Not sure if you
ever set a foot on that street. Busy, dark, heavy traffic, old shops, a bit
doggy... First time I was there, I found it dreadful. And, although it has
improved a lot in the last years, it is not really a nice street, let’s admit
it. But, somehow and without realising, I got to love it.
Maybe it was the fact that I had to cross it daily on my way from home to school or, because my favourite supermarket was located there,
or perhaps it was the fact that I found there too a Sicilian bakery -with the
best brioches ever-, or a French-Japanese patisserie, with cakes to die for.
I loved all those places and I treasure as well many memories of my kids crossing the road in the mornings, usually involving some drama. I can still recall lots of afternoons, coming back home, kids sometimes happy, sometimes quite tired, sometimes just hungry. Further, we have crossed it in all sorts of weather, from sunny to pouring, in the middle of winter snowstorms and, we have being treated too with dramatically colourful sunsets over the domes of South Hampstead's Mansion Houses.

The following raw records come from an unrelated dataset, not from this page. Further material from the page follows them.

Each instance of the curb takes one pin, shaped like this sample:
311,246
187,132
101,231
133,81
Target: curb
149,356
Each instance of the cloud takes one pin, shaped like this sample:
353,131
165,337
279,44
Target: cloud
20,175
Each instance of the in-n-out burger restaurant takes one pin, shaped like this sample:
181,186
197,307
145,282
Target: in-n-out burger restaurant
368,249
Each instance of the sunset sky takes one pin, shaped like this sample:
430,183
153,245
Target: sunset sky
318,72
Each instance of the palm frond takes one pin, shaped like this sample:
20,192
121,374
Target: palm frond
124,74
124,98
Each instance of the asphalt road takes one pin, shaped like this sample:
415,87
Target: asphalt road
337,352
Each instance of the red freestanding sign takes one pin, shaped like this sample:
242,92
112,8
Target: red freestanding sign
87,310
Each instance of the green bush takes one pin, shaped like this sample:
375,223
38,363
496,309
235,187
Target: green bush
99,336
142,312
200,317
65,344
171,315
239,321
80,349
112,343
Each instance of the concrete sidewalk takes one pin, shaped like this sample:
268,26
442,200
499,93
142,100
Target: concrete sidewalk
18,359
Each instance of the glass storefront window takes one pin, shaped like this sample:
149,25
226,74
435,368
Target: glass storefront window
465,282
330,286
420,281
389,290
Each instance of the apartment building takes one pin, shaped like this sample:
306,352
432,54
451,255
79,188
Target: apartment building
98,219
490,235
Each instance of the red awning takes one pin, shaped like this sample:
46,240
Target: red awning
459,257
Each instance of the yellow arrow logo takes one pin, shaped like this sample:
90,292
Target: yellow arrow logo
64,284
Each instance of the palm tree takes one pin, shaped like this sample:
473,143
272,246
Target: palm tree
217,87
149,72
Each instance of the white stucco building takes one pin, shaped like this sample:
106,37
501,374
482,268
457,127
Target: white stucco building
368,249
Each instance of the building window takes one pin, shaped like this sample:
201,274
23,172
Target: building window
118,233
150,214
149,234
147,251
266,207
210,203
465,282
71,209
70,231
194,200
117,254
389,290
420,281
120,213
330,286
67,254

Step by step, day by day, I was getting close to this street, without being aware.
Step by step, day by day, I was getting close to this street, without being aware.

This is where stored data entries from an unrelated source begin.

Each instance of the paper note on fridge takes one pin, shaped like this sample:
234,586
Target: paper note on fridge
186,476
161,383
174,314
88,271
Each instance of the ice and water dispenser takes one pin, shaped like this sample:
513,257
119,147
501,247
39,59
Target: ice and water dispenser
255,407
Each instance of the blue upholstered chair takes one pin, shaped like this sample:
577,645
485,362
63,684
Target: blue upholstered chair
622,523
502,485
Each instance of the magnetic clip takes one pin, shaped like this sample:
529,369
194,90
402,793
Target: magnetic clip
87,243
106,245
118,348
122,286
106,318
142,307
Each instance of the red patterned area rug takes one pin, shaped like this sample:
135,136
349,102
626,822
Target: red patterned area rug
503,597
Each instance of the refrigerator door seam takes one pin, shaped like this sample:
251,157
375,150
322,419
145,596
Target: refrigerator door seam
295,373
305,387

Two summers ago, we left for good, and the next autumn, we came back again for our first visit in town. I was at the crossing of Goldhurst Terrace with Finchley Road, surrounded by people speaking different native languages and, I suddenly felt so deeply how much I was missing living in London. I longed for the international atmosphere, the diversity, and even the doggy, dark and busy Finchley Road.
I met later my
friends and I told them:
-“I must be doing very
bad, because, you know what? I felt so nostalgic at Finchley Road”.
They were
laughing, and me too. It felt ridiculously silly, but it couldn’t be more true.
I know it’s quite puerile, it didn't stroke me as hard in other moments, such us looking again at any of my favourite highlights -the Big Ben, or Tower Bridge-, or enjoying the Heath, or dreaming about the open green countryside and the beautiful lavender fields.
It was Finchley Road that made me feel so homesick.
It was Finchley Road that made me feel so homesick.